Pochettino ‘always wins’ crossbar challenge vs Mudryk as Chelsea boss attempts ‘belief’ boost

Will Ford
Mykhaylo Mudryk Chelsea
Mykhaylo Mudryk has struggled since his big-money move to Chelsea in January.

Mauricio Pochettino says Mykhaylo Mudryk doesn’t want to play crossbar challenge with him as he “always wins”, but the Chelsea boss explains how he’s using the game as a teaching tool.

Mudryk joined Chelsea from Shakhtar Donetsk in January in a deal which could be worth up to £89m, but has picked up just two assists and no goals in 22 appearances.

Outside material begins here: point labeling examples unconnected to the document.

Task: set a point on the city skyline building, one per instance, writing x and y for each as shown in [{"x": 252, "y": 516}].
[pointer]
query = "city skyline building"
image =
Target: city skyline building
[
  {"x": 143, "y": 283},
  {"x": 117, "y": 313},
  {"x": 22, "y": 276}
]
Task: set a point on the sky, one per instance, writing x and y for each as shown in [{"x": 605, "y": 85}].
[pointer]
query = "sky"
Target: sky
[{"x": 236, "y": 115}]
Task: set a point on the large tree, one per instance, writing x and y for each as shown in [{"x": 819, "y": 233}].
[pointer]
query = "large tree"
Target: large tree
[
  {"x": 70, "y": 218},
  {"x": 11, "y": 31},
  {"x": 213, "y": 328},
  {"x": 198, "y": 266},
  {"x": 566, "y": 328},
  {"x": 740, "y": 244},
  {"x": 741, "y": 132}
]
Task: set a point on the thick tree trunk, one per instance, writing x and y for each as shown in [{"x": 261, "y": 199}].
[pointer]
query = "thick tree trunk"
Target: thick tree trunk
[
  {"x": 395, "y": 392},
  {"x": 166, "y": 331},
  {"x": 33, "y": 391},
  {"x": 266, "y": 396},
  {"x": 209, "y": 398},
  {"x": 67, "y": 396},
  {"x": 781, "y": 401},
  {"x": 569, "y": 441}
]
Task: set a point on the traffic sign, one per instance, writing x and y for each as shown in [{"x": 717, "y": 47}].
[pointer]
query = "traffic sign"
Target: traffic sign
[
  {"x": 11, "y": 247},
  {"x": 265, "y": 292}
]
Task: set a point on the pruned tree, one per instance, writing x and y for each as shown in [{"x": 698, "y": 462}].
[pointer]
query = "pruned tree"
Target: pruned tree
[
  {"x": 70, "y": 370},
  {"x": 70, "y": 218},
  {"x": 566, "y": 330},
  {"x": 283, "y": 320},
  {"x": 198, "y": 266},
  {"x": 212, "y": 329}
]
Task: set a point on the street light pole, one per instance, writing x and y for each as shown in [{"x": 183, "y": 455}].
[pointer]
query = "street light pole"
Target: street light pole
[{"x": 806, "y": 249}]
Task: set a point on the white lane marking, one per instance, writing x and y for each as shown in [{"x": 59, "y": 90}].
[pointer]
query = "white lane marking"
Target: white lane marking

He has become emblematic of owner Todd Boehly’s failing project at Stamford Bridge, with Pochettino’s young, but very expensively assembled, side languishing in 14th in the Premier League.

Mudryk’s confidence appears to be as low as anyone’s at Stamford Bridge, and in a bid to lift the Ukraine international, Pochettino has been going head-to-head with him at the Cobham training ground.

“With Mudryk, I like to play sometimes to [hit] the crossbar from outside the box,” Pochettino revealed.

“He said to me, ‘I don’t want to play anymore with you because you always win.’ I said ‘yes, because I have the belief, and the balance between belief and quality I know very well because I’m 50 years old. You’re still young and you need to know yourself’.

“Today [Tuesday] was the first day we draw, because I always won. Now you start to believe in yourself, believe in your quality. If not, it’s difficult to balance belief and quality.”

Mudryk – who was close to joining Arsenal before Chelsea swooped to sign him in January – has featured in five of the Blues’ six Premier League games this season, starting the last two.

He’s failed to find the form that prompted Chelsea to sign him for big-money, though there have been fleeting moments where his talent has shone through, as is the case with many of the young players in the squad.

Speaking before Chelsea’s Carabao Cup third round tie against Brighton at Stamford Bridge, Pochettino said: “The problem is we can’t buy confidence at the supermarket.

“It’s about time. You know how our brains work – it’s about little by little, creating situations where we can provide the trust and the confidence and the belief.

“That is one aspect you work on, the psychology of the player, and that can make the difference to provide the players with confidence to touch the ball and score. It’s a small example.”